PROM_SCRAPE_CADVISOR_ACTION=keep
PROM_SCRAPE_POD_ACTION=drop
PROM_SCRAPE_RESOURCE_ACTION=keep
PROM_SCRAPE_KUBELET_ACTION=keep
If you want to selectively collect metrics, please review metrics for more information.
Update the
observe-metrics
deployment.
kubectl create configmap -n observe env-overrides --from-env-file example.env
kubectl rollout restart -n observe deployment observe-metrics
How do I update my credentials?¶
You should first regenerate the credentials
secret. The simplest way of achieving this is to delete the existing secret and create a new one:
kubectl delete -n observe secret credentials --ignore-not-found && \
kubectl -n observe create secret generic credentials \
--from-literal=OBSERVE_CUSTOMER=${OBSERVE_CUSTOMER?} \
--from-literal=OBSERVE_TOKEN=${OBSERVE_TOKEN?}
Now that you have new credentials, you need to restart pods in the observe
namespace to pick up the new values:
kubectl rollout restart -n observe daemonset && \
kubectl rollout restart -n observe deployment
Can I filter the logs sent to Observe?¶
Observe currently supports filtering on log files pulled using Fluent Bit with the inclusion of a fluent-bit-extra.conf
file alongside the fluent-bit.conf file deployed via our manifest. An example manifest to filter out logs from the “namespacePattern” namespace:
apiVersion: v1
data:
fluent-bit-extra.conf: |-
[FILTER]
Name grep
Match k8slogs
Exclude namespace /.*namespacePattern.*/
Depending on the shape of your data, you may be able to filter on additional keys for greater specificity. See the Fluent Bit grep filter documentation for more information.
How can I disable scheduling a daemonset pod on a specific node?¶
In order to provide full coverage of your cluster, the observe-logs
daemonset is by design scheduled onto all nodes. If you want to remove it from a subset of nodes, you can add a taint:
kubectl taint nodes ${NODENAME?} observeinc.com/unschedulable
This taint is only verified during scheduling. If you already have an observe-logs
pod running on the node, you must delete it manually:
kubectl delete pods -n observe -l name=observe-logs --field-selector=spec.nodeName=${NODENAME?}
What does a mem buf overlimit
warning mean?¶
When reviewing fluent-bit logs, you may encounter a warning similar to the following example:
[2022/03/14 16:00:18] [ warn] [input] tail.0 paused (mem buf overlimit)

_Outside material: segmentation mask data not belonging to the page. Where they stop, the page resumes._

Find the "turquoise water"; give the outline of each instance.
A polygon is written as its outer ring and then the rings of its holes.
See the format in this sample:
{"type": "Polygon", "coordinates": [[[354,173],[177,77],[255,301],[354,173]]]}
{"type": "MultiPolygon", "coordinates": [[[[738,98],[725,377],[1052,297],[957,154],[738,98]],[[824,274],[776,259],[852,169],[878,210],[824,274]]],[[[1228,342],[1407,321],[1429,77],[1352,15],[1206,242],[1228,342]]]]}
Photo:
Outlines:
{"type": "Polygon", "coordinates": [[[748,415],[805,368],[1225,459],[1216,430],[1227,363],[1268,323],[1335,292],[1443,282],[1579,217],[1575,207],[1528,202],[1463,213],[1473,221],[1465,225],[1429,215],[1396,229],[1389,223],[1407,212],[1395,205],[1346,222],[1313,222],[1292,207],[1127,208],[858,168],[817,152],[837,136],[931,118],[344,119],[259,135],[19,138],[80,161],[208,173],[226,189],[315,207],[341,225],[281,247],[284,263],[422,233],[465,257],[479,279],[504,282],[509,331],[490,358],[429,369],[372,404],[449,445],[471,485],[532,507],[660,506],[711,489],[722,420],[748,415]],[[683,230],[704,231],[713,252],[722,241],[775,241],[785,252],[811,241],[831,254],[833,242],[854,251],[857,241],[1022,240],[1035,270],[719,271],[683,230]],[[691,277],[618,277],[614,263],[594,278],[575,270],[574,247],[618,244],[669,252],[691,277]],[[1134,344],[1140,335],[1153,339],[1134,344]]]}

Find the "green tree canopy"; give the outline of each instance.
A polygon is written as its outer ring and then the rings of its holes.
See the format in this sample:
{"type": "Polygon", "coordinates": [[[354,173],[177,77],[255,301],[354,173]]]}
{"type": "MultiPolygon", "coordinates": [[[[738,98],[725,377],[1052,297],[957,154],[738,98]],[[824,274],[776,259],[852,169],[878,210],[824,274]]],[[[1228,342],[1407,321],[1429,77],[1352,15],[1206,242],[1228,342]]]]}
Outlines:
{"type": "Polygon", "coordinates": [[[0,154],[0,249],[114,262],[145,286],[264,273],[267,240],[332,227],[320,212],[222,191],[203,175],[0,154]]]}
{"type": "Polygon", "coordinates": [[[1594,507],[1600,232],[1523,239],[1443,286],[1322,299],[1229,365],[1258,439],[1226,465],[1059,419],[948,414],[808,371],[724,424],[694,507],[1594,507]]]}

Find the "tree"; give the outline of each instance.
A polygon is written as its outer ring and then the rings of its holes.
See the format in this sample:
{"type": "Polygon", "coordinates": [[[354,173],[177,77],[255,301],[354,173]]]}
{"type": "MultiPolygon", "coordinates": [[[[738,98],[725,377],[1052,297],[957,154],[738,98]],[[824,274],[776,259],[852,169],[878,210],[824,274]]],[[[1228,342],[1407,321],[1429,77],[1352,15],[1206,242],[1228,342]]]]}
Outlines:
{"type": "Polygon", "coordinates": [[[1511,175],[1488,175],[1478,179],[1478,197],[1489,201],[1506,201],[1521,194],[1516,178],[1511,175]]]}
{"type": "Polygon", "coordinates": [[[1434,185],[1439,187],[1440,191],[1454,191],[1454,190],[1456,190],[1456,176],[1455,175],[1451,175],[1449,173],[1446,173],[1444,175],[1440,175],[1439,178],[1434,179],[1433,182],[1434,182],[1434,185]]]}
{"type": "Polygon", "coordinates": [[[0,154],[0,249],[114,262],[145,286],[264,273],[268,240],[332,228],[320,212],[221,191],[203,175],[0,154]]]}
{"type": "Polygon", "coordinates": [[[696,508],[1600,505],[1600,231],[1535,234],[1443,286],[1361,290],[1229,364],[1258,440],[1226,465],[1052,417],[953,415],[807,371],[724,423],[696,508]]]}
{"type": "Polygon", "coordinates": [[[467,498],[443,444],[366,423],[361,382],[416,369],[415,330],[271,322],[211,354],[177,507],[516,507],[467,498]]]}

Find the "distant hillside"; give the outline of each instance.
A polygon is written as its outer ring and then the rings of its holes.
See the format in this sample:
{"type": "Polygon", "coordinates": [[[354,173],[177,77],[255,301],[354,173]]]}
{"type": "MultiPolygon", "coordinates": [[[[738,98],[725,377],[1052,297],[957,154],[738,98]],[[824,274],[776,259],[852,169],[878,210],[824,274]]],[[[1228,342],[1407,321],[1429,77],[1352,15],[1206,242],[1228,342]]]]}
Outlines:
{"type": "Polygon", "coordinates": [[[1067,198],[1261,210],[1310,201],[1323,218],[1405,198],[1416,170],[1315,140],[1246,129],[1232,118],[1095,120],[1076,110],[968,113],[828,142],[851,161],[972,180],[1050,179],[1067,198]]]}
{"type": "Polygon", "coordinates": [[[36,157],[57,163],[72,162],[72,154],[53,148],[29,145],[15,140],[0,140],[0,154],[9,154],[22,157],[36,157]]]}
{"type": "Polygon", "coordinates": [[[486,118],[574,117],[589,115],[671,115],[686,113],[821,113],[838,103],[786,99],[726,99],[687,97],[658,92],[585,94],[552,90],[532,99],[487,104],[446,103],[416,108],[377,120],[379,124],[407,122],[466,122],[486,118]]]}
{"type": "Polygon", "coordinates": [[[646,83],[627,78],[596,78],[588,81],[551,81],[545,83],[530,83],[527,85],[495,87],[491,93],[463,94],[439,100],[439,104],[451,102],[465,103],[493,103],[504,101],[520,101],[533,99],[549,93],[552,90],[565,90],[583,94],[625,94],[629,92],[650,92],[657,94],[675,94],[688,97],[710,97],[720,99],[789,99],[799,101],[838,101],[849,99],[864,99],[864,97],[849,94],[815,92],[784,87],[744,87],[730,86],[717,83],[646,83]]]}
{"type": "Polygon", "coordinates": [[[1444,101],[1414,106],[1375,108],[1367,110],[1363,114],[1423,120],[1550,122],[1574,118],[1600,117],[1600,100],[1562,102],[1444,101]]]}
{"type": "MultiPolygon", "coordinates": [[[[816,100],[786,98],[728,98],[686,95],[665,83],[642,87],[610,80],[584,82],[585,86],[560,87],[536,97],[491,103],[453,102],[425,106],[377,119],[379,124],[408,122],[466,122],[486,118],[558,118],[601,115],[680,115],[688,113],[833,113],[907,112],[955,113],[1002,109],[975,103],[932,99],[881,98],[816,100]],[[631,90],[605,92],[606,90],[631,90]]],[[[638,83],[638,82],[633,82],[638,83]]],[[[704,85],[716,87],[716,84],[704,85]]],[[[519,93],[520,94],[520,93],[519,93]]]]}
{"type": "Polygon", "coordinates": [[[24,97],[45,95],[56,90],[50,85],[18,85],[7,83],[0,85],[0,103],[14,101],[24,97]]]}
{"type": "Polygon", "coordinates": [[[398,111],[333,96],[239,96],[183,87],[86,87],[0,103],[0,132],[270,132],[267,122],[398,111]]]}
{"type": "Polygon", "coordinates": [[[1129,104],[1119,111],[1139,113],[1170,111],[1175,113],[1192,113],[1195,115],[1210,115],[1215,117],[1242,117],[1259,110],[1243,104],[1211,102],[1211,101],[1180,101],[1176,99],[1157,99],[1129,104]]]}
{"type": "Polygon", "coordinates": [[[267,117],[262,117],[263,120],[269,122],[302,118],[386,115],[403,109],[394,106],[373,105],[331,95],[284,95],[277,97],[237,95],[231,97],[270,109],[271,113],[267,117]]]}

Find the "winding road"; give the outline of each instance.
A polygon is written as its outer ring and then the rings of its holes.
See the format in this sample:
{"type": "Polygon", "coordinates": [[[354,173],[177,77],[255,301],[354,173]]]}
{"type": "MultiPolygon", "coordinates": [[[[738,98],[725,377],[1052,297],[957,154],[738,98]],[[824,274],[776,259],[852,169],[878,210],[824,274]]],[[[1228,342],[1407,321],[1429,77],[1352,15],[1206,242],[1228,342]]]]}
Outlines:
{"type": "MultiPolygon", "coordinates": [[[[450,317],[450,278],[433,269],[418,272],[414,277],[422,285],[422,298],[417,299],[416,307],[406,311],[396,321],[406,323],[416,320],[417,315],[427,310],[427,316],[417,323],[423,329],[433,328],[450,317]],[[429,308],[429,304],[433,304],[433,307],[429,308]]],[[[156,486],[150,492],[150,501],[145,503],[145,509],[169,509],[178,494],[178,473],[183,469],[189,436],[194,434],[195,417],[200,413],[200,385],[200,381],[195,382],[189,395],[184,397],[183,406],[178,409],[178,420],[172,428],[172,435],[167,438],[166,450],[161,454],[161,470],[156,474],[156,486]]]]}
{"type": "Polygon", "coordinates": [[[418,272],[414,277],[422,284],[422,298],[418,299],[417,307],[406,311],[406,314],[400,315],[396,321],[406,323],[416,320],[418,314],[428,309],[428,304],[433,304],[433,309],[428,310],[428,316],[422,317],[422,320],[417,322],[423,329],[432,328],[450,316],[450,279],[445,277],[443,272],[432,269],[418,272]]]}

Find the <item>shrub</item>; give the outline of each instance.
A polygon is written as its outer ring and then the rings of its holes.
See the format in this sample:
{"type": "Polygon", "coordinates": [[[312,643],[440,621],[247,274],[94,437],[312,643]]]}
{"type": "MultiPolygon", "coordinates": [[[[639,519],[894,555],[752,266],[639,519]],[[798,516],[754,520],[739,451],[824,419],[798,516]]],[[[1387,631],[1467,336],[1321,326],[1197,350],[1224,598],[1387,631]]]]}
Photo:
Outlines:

This indicates that fluent-bit temporarily stopped reading logs from the files on the disk, and waiting for existing buffered data to be successfully uploaded. Typically you don’t need to take any action, and fluent-bit does not send a message once fluent-bit restarts tailing of logs.
If you see this message very frequently, you may have a very bursty log source or limited upload bandwidth. In either case, please reach out to your Observe Data Engineer for assistance.